3. The blood glucose data processing method based on the analysis of the principal components of the spherical coordinates kernel as claimed in claim 2, wherein:

in the process of constructing a sample data set, relevant features are extracted from physiological index data, and the sample data set is constructed by taking corresponding actual blood glucose values as references, wherein the sample data set is used for training a neural network as input of the neural network after data processing, so as to generate a blood glucose prediction model for predicting blood glucose.

4. A blood glucose data processing method based on a principle component analysis of a spherical coordinates kernel as claimed in claim 3, wherein:

in the process of mapping the feature vector to the hypersphere, the feature vector is mapped to the hypersphere based on the feature vector of the original feature matrix according to the mean value of the feature vector and the Euclidean distance between the feature vector and the sphere center.
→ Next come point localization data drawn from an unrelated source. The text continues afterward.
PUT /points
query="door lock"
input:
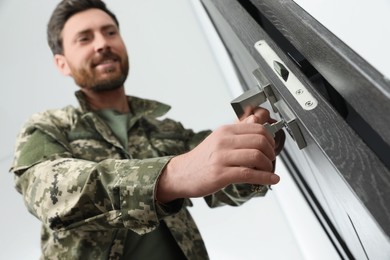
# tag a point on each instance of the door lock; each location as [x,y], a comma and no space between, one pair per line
[256,96]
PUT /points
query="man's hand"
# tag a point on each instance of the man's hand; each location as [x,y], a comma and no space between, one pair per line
[237,153]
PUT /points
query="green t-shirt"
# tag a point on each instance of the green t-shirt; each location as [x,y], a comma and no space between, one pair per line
[159,243]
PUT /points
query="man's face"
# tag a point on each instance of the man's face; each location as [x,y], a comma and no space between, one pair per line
[94,52]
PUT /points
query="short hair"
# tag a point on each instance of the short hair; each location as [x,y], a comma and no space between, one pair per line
[64,10]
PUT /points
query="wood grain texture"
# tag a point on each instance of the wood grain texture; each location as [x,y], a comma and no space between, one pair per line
[346,176]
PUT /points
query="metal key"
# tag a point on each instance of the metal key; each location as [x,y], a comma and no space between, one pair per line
[273,128]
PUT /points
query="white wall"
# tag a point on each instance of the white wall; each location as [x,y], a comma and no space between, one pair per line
[171,60]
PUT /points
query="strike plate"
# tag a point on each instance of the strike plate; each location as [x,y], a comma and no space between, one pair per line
[292,83]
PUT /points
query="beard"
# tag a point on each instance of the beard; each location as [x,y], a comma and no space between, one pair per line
[90,78]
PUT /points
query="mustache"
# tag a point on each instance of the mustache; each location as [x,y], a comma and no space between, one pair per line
[103,56]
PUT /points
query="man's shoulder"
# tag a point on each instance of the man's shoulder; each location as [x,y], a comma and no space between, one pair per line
[58,118]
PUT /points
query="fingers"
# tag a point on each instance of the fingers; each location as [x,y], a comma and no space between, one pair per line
[251,176]
[250,129]
[261,115]
[250,158]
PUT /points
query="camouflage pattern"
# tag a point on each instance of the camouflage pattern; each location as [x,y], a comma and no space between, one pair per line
[89,191]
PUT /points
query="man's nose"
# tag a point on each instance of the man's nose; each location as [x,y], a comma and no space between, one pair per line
[101,43]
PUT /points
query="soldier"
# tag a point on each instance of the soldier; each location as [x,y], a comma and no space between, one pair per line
[108,179]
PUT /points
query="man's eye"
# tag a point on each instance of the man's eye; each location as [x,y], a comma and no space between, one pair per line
[111,33]
[83,39]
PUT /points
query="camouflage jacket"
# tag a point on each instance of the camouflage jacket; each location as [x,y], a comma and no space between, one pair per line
[89,191]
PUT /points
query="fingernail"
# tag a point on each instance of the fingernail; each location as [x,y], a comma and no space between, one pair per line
[275,178]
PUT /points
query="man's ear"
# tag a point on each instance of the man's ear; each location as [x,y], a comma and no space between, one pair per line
[62,64]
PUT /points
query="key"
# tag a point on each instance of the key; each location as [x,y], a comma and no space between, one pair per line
[273,128]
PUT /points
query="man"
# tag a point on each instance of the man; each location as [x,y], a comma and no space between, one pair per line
[109,180]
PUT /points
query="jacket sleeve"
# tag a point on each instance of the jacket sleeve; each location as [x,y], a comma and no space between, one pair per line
[65,192]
5. The method for processing blood glucose data based on the analysis of the principal components of the spherical coordinates core according to claim 4, wherein:

in the process of obtaining the mean value of the feature vector, iterating according to an M estimation algorithm, and enabling the spherical center of the hypersphere to be close to the mapped data mean value, so that the spherical center becomes the robust center.

6. The method for processing blood glucose data based on the analysis of the principal components of the spherical coordinates according to claim 5, wherein:

in the process of acquiring a second feature matrix, reducing manifold dimensionality to k-dimension, calculating variance and mean of each row of the first feature matrix, and replacing the row values with corresponding mean values according to the variance to generate the manifold dimensionality-reduced second feature matrix.

7. The method for processing blood glucose data based on the analysis of the principal components of the spherical coordinates core according to claim 6, wherein:

and in the process of mapping the second feature matrix back to the Cartesian coordinate system, after the second feature matrix is reconstructed, mapping the second feature matrix back to the Cartesian coordinate system to generate a final feature matrix, and finishing the data processing of the sample data set.

8. A blood glucose data processing system based on a global coordinate kernel principal component analysis, comprising:

the first data processing module is used for extracting a plurality of characteristics based on the physiological index data to serve as characteristic values of the sample data set, and constructing an original characteristic matrix according to the types of the characteristics and the acquisition times of the sample data set after normalization processing;

the second data processing module is used for defining a robust center of the sample data set as a norm median, mapping the feature vector of the original feature matrix onto an hypersphere, and enabling the mapped data average value to be located at the sphere center of the unit hypersphere, wherein the sphere center represents the robust center;

the third data processing module is used for replacing the Cartesian coordinates with spherical coordinates based on the first feature matrix, and generating a manifold dimension-reduced second feature matrix by setting a spherical angle or a radius as a mean value; and mapping the second feature matrix back to the Cartesian coordinate system to complete data processing of the sample data set.